Des entités naturelles sont également anthropomorphisées, par la voie de la prosopopée, tel un torrent qui « réclame une issue ». Quels nouveaux sens ces images permettent-elles d’ajouter au récit ? Permettent-ils de tout saisir ? Et faut-il vraiment tout saisir ? Chercher à embrasser la totalité du récit poétique conduit souvent à négliger des détails eux-mêmes largement significatifs. C’est que les pierres que l’on oublie de retourner ou de contempler plus longuement ont, elles aussi, le loisir de germer, de produire, isolément, leurs propres rayonnements de sens. Ainsi, l’ensemble ne doit pas être pris en considération au détriment de ses parties. Ce sont elles, chaque poème, et dans chaque poème, chaque vers, chaque mot qui doivent et peuvent être lentement consommés. Il faut laisser au feu du poème, à sa luminosité si l’on préfère, tout son temps pour se consumer en nous. C’est à cette condition que l’on parvient à abolir, ou réduire autant que faire se peut, la légendaire obscurité de la poésie.
Les poèmes de Ouellet à dire vrai sont simples, sont simplement de véritables poèmes, avec leur part inhérente de clarté et d’obscurité. Rarement ai-je vu tant de beauté, je devrais dire tant de vérité. Un homme vient à notre rencontre. Il nous parle. Il me parle. De quoi ? Je ne saurais presque trop dire. Je ne voudrais pas trop le dire. Je souhaiterais laisser à chacun, à chacune le bonheur teinté de tristesse de découvrir soi-même la parole de Ouellet. C’est une parole grave, qui dit les choses de la vie et de la mort.
Une parole grave plongeant dans le sombre côté des choses. Avec Auster, déjà nous le savions, cela n’allait pas être gai ou léger : « et chaque chose ici, comme si c’était la dernière chose / à dire ». Après quoi, le poète, tel le nautonier Charon, s’engage sur son propre Achéron. Il s’aventure ou plutôt « s’engouffre » sur ce fleuve de langage qui le conduira au dernier mot de sa propre disparition. L’exergue d’Auster se termine par le mot « disparaître ». Ouellet lui emboîte le pas ; les deux derniers vers du recueil se lisant comme suit : « marcher sans bruit tient de l’exploit / et nous rions avant de disparaître ».

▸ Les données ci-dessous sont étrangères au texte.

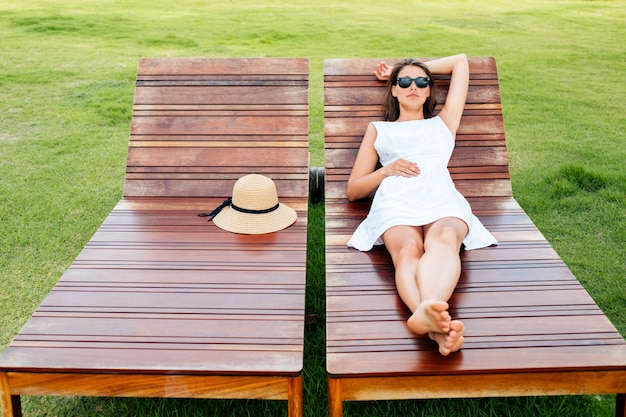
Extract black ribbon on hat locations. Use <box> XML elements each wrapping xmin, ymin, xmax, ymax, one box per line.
<box><xmin>198</xmin><ymin>198</ymin><xmax>233</xmax><ymax>221</ymax></box>
<box><xmin>198</xmin><ymin>197</ymin><xmax>280</xmax><ymax>221</ymax></box>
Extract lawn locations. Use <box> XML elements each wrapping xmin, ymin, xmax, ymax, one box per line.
<box><xmin>1</xmin><ymin>0</ymin><xmax>624</xmax><ymax>416</ymax></box>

Il y aurait beaucoup à dire sur ce rire. Il vient en dernier. Après un parcours où règne la déréliction. Les poèmes ont surtout dit la grisaille des jours, le silence solitaire que seul ou presque rompait le ronronnement du chat. Le clochard quêtait dans les poubelles un pauvre quignon de pain. Mais pire, il y avait les stèles, le triste cimetière, la pluie, et cette noyée. Beaucoup d’ombre. Beaucoup d’ombres.

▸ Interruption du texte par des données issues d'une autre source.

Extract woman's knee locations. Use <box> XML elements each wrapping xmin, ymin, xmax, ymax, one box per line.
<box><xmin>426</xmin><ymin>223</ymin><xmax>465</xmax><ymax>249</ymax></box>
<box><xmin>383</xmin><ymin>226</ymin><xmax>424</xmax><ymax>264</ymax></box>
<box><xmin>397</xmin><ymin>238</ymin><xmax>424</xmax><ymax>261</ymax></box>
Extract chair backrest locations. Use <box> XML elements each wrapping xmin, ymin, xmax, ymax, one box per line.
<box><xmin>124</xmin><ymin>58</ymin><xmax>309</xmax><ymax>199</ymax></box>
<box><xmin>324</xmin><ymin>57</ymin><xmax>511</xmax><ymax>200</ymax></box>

On marche dans ce recueil.
Pas un pas sans abîme
tu cherches
au milieu de peu
tes mots ton chemin
oubliée par les dieux
au seuil d’une tempête
tu n’arrives plus à consoler tes rêves
Il est fait mention d’une « enfant qui se noie ». On lit les vers suivants : « L’air rattrape / la robe les cheveux les os / absolument reconduite à la rive / et ce n’est plus toi fragmentée ». Après cette question « où es-tu maintenant » vient ce poème.
Certains jours
nous percevons les bruits
nous tâchons de mesurer la distance
nous pressentons
le flou d’une présence
debout immobile dans le froid
entre les volutes et les gouffres
nous nous interrogeons sur le temps
qu’il fera de l’autre côté
Le « flou d’une présence », « le temps / qu’il fera de l’autre côté », tout cela est en lien étroit avec ce que nous lisons plus loin : « parmi les stèles nous hésitons / devant l’ombre et le froid d’une terre promise ».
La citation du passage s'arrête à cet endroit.